3. Elevation has a big impact on the pump’s lifting capability. As described above the atmospheric pressure is helping the fuel into the vacuum, but as the elevation gets greater, the atmospheric pressure decreases and the available lift will also decrease.
Refer to Table 3.
An auxiliary transfer pump is required when the service tank or day tank is located further away,
horizontally or vertically, than the engine driven pump’s lift capability.
Special considerations must be given to the auxiliary transfer pump when dealing with electronic engines and the 3500 engine family. Refer to technical data for the engine’s fuel pump capacity to determine sizing auxiliary fuel transfer pumps.
A primary filter must be installed before the auxiliary pump and as close as possible to the tank.
In many cases, the auxiliary pump will be driven by an electric motor and therefore needs a regulator valve so that the fuel flow can match the engine speed.
A power plant with one (1) 3516B diesel generator set, rated for 1145 bkW (1560 bhp) at 100% load. The fuel rate for the engine is 284 L/hr (75 G/hr) as found in TMI.
The time between tank refills is based on weekly fuel tanker truck deliveries, so refill time is 168 hours.
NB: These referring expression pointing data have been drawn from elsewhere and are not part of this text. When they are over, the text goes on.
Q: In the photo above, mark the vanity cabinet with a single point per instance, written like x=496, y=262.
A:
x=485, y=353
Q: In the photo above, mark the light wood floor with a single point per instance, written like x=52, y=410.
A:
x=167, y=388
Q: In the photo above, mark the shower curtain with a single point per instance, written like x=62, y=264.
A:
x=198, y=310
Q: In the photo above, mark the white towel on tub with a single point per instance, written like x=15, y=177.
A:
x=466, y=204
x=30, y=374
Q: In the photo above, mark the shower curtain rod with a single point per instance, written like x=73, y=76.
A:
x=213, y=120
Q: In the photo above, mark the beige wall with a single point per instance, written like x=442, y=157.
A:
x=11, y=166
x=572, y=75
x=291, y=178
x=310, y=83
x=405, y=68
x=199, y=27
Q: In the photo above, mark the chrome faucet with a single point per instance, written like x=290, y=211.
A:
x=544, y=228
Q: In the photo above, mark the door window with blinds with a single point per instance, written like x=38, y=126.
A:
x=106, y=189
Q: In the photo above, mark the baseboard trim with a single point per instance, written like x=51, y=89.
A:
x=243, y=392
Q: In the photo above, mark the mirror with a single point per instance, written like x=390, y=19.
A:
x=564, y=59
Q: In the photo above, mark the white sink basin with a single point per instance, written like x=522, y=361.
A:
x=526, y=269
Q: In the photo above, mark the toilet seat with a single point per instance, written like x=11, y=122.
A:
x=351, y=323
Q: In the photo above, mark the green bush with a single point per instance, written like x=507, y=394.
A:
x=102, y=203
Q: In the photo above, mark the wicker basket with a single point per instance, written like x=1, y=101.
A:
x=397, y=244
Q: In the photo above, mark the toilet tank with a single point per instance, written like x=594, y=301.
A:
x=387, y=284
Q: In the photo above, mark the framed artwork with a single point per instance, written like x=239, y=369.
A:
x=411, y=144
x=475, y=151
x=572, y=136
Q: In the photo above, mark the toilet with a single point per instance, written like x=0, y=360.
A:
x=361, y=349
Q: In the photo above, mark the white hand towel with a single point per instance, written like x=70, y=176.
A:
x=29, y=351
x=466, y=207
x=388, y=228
The fuel tank for this genset is located 22 m (72.2 ft) horizontally and 2.5 m (8.2 ft) vertically (below) from the engine. This situation exceeds the fuel system requirements discussed in Auxiliary Fuel Tanks, therefore, an auxiliary
pump is needed.
TMI indicates that the fuel flow at rated speed is 1260 L/hr (333 G/hr) @ 1200 rpm.
The auxiliary transfer pump required for this sample installation must be able to deliver fuel at 1260 L/hr (333 G/hr) at a pressure of 34.5 kPa (5 psi).
Many marine applications require the capability to connect an emergency fuel oil transfer pump into the engine’s fuel oil system. Cat engines can be provided with these optional connections when necessary.
This is a specific requirement of marine classification societies for seagoing single propulsion engine applications. The purpose is to ensure fuel oil supply in the event of an engine fuel oil pump failure. The emergency fuel oil pump allows the single propulsion engine to operate and the ship to reach port for engine repairs.
Guidelines for emergency fuel oil system operation:
1. Keep pressure drops to a minimum by using short, low-restriction lines.
2. Use a line size at least as large as the engine connection point.
3. Install a low-restriction strainer in front of the emergency oil pump.
4. Install a low-restriction check valve between the emergency pump discharge and the engine inlet connection.
5. Use a pressure-limiting valve in the emergency system set at the maximum oil pressure limit of the engine.
6. TMI contains flow rates and pressure limits to fulfill minimum engine requirements for full power at rated speeds for Cat engines.